At the after-finals party, after Mouth Almighty won the team finals and Cleveland's outstanding Boogie Man took individual finals honors (the first man, incidentally, to do so), we got the chance to play the heroes. Earlier in the day, the organizers announced that the party was BYOB. Wammo immediately sprung into action and took up a keg collection. As matters developed, the kegs turned into 510 beers, loaded in the back of the car just before finals. The car rode considerably lower than it had all week, and when we arrived at the party brandishing 30-packs for the crowd, we achieved a new heroic status.
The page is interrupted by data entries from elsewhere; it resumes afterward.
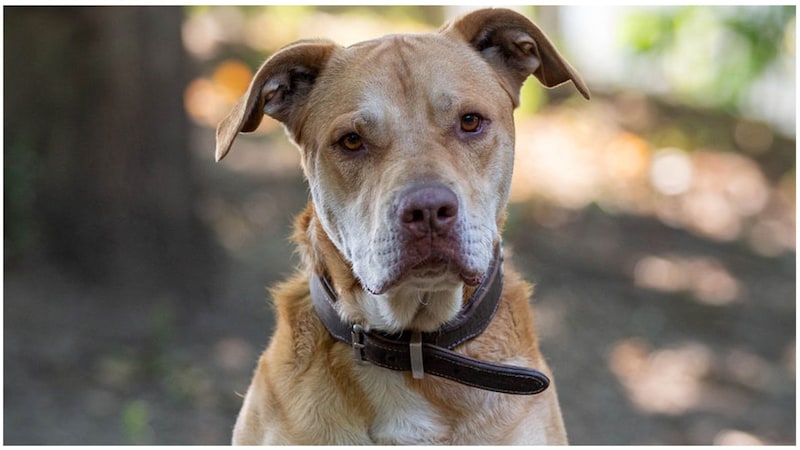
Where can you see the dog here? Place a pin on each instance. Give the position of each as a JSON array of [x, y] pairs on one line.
[[402, 324]]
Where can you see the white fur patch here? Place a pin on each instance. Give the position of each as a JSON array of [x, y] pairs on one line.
[[403, 416]]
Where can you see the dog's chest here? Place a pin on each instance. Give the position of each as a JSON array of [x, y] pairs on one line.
[[451, 415], [402, 415]]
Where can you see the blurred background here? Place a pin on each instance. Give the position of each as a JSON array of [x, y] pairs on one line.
[[657, 220]]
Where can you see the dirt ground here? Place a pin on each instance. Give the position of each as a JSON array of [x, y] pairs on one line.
[[85, 364]]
Sunday, Aug. 10: Traditionally, this is the day of farewells and hugs and photo ops, but Saturday's party went so late, not even counting the skinny-dipping and one-last-chance-to-scare-the-hotel-staff components of the evening, that by the time we awoke on Sunday afternoon, it was just us and Albuquerque and a few stragglers from the Montreal team. Mike, Wammo, and Danny even got kicked out of the pool late Sunday night because the hotel staff, at that point, could. The hotel had already slipped back into a normal routine -- quiet by 10 in the evening, the sounds of lite Muzak replacing the charged tones of poets finding like-minded observers, the halls strangely absent of people and the energy and exuberance of the past few days. Middletown and its environs were returning to normal. Hopefully, we had made some impact on them, some impressionable change about how exciting poetry can be to audiences and especially its proponents. We gave until we didn't think we could give, and then we gave some more. Next year, the audiences are here, and knowing Austin audiences and how the poets feed off audience, the poets are going to surprise themselves. Great things will happen.